Inconsistent parsing of whitespace within tags

Topics: User Forum
Feb 3, 2011 at 2:04 PM

I'm working on a HTML editor and using HAP to parse the HTML. Bearing in mind that I'm parsing while a user is typing, I have come across the following issue(s):

  • When parsing tags, if the tag contains spaces, the spaces are stripped, e.g. "<div >" is stripped to "<div>"
  • When parsing self-closing tags, e.g. <br/> a space is added before the slash like so: <br />

This is causing me no end of issues because I need the exact Length of the InnerHtml of a HtmlNode as the user has typed it, not as HAP has parsed it.

So ultimately, my question is how on Earth do I stop HAP from mutating my HTML during parsing? I'm not using HAP for output.

Thanks in advance,

A.

Feb 7, 2011 at 2:18 PM

This is also the reason I started using HAP. I was writing a VS2010 extension and this "issue" stopped me from completing it. The thing is it's not the parsing at all. When calling InnerHtml the first time it is dynamically creating the HTML based on the object model and not the original text document. Thus it's writing proper HTML.

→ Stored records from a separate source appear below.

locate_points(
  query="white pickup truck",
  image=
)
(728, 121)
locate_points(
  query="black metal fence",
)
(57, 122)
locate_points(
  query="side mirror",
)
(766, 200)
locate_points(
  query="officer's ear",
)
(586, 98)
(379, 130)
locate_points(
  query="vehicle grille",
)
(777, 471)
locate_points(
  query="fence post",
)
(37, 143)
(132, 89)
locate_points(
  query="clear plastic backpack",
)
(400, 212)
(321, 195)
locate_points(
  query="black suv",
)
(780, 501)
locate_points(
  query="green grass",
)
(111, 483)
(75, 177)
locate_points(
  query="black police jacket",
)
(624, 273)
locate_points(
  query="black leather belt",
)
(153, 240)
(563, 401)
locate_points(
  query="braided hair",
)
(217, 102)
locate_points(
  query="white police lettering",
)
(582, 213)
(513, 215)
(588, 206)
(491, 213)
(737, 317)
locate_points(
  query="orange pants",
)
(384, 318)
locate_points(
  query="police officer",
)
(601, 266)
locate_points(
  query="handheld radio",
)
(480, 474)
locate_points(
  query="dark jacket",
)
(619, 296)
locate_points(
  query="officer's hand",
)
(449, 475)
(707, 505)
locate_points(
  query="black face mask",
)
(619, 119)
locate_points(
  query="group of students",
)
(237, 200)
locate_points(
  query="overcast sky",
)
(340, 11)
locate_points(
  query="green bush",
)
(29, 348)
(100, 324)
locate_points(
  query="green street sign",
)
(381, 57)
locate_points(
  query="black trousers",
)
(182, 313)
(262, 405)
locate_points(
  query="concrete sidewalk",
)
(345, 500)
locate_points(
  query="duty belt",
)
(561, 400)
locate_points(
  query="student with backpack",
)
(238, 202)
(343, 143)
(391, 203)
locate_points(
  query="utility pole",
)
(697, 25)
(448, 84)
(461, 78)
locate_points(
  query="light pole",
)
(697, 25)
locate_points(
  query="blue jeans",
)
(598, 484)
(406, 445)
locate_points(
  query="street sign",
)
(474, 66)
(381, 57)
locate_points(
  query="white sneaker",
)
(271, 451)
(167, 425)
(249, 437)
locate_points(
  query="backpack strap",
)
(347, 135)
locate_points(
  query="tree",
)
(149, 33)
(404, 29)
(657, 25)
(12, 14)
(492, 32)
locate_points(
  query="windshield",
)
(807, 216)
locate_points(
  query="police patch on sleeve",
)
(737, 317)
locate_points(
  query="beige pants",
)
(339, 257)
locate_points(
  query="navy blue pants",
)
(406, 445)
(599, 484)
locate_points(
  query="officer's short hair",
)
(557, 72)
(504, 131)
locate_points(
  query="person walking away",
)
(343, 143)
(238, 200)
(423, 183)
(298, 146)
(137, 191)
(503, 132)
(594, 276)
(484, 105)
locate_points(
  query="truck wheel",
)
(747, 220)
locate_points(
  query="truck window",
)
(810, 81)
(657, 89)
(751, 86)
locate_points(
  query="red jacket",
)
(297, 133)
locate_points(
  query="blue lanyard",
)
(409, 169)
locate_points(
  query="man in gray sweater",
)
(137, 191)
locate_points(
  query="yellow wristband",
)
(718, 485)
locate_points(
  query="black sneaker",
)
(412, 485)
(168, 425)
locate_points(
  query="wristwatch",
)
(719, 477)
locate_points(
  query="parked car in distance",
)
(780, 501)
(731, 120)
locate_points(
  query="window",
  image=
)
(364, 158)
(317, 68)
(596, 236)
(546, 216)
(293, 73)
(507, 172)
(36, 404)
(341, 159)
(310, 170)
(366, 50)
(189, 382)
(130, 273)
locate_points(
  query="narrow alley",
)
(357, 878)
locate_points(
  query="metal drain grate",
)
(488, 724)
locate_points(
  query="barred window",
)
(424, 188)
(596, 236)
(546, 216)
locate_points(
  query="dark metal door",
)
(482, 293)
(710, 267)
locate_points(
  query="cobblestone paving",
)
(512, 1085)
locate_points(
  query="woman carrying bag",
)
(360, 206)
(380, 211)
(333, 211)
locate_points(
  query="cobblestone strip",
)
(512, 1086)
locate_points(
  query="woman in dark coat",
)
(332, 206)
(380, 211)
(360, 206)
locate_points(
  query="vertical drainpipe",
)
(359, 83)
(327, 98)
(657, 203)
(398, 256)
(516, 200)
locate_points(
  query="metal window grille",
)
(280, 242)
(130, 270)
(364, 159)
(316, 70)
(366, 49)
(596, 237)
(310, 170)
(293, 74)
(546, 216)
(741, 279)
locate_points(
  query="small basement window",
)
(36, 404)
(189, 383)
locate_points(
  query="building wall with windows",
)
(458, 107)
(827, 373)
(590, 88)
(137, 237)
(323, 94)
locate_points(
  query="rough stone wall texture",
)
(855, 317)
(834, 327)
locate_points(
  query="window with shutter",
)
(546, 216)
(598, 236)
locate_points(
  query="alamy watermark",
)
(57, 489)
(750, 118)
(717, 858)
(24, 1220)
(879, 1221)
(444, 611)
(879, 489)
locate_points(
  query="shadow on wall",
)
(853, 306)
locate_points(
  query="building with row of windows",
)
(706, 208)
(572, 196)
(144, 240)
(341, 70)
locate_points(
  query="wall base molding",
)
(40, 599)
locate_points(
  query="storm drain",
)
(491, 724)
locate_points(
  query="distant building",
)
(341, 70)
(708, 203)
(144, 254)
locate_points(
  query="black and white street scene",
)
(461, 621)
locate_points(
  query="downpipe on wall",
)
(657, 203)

There are some Internal fields (_innerstartindex and _innerlength) that do track the start/end positions of a node and HtmlDocument has a Text internal property that has the original document string. You can access these with reflection or modify the source code to give you access to them. 

In a future release I will probably make these public readonly properties so it is easier to get to this information.

Feb 18, 2011 at 12:51 AM

Thanks for the response. Any ETA on the next release?

Feb 18, 2011 at 12:37 PM

not at the moment, all the time I set aside for getting to work on 2.0 has been eaten up by large projects (I've working on a site millions of people use).

I'm hoping sometime this year I can get 2.0 up and rolling.